Hope for rebuilding... lies in flexible, vibrant social networks formed in communities as they rebuild.

Submitted by Norm Roulet on Mon, 07/10/2006 - 07:59.


I've certainly paid much more attention to my alma mater, Tulane University, and home for many years, New Orleans, Louisiana (NOLA), since hurricane Katrina hit last year, and what I have seen is inspired regional planning combined with collaborative community building, from which we in NEO stand to learn many great lessons.

The first lesson we have learned is to seek best practices and world class leadership from afar, as of Tulane's President Cowen (formerly of Case) and three other renowned past and present university presidents tapped to help Case define future leadership.

The next lesson to learn from NOLA is it takes a village... "As part of the university's increased emphasis on urban community-building, Tulane is creating a new program, the Partnership for the Transformation of Urban Communities, that will support educational, outreach and research programs of national and international relevance."
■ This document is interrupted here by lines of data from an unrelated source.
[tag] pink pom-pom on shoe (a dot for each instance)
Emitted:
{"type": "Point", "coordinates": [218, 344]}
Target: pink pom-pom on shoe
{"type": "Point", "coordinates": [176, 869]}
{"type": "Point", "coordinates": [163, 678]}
Now, as NEO is building action plans for regional collaboration, to build a new economy on the North Coast of America, it is an excellent time to consider the process of rebuilding the Gulf Coast, and think as big as Texas, as you'll realize our view of a region is small compared to the scale of collaboration required to address significant ecological and social issues ahead... e.g. sewage system upgrades and pollution control to save our local streams and Lake Erie, in collaboration with other state in rebuilding all of the Great Lakes. Think big and multi-state about regionalism, and learn how it is being done where it is needed most:

Hope for rebuilding the Gulf Coast lies in flexible, vibrant social networks formed in communities as they rebuild.

Madeline Vann - mvann at tulane dot edu

Local and national experts and community members participating in a recent National Academies of Science conference came to that conclusion despite plenty of discussions about other elements of rebuilding, such as environmental health, sustainable rebuilding and infrastructure needs.

The June conference, titled "Rebuilding Health, Sustainability and Disaster Preparedness in the Gulf Coast Region," brought together three national round tables--the first time such a gathering has been held outside Washington, D.C.--joining experts from around the country with representatives of communities and organizations from the area spanning from Pass Christian, Miss., to Beaumont, Texas.

Although discussion of the regional impact of Hurricanes Katrina and Rita was crucial, William Hooke [http://www.meteohistory.org/ichm_bios/hooke.htm], chair of the Disaster Round Table, reminded participants that the goal was to provide insights that would apply to disasters anywhere in the country. Members of the round tables will produce the report in the coming months.

The role of scientists in the rebuilding, says Maureen Lichtveld, chair of environmental health sciences at Tulane and the local organizer of the conference, is to "Get your hands dirty working in communities, helping to translate science into action."

The value of good science was not lost on the community participants at the conference, who reported an eagerness in their neighborhoods to rebuild. Yet, as the Rev. Luke Nguyen Hungdung, parochial vicar of Mary Queen of Vietnam Catholic Church [http://www.maryqueenofvietnam.org/] commented, scientists can also translate the needs of community for policy makers.

"Be our advocate at the national level," Luke told participants. "Be our voice."

Lynn Goldman [http://faculty.jhsph.edu/?F=Lynn&L=Goldman], an expert in environmental health policy from Johns Hopkins University, closed the meeting with a draft summary of the lessons learned, including the following:

  • The narrative of a disaster and recovery is important. Alternative narratives other than those published by the news media need to be created to sustain the resiliency of the recovery effort.
  • Disaster planning should be culturally sensitive and involve faith-based community organizations.
  • Consider alternative approaches in the aftermath. For example, many small shelters may be more effective than one big one.
  • The process of recovery in Louisiana has been much slower than would be expected from past experience and from the process in Mississippi. Reasons for that include differences between the nature of the disaster (storm surge vs. levee break) and perception ("natural disaster" vs. "human failure") and inadequate external resources.
  • It is important to build homes that resist flood and wind damage. To support that, a community needs adequate building and zoning codes, accurate flood plain maps and house designs using appropriate materials.
  • For restoration of the natural environment, scientists can learn from lessons of the Everglades; a consensus can be developed to put in place new systems that harness the natural ecosystem and hopefully can reverse the losses over the last several decades.
  • Coastal systems should sustain rural communities.
  • Translate the science so that policy makers, community leaders and the public can understand what approaches can be workable, where investments need to be made and what will be the payoff for alternative approaches.
  • Support the development of "participatory, information-rich planning processes" to help imagine alternative futures.
  • Break down the "silos"; form collaborations that allow transdisciplinary approaches to the research.
  • Rebuild the region's science infrastructure.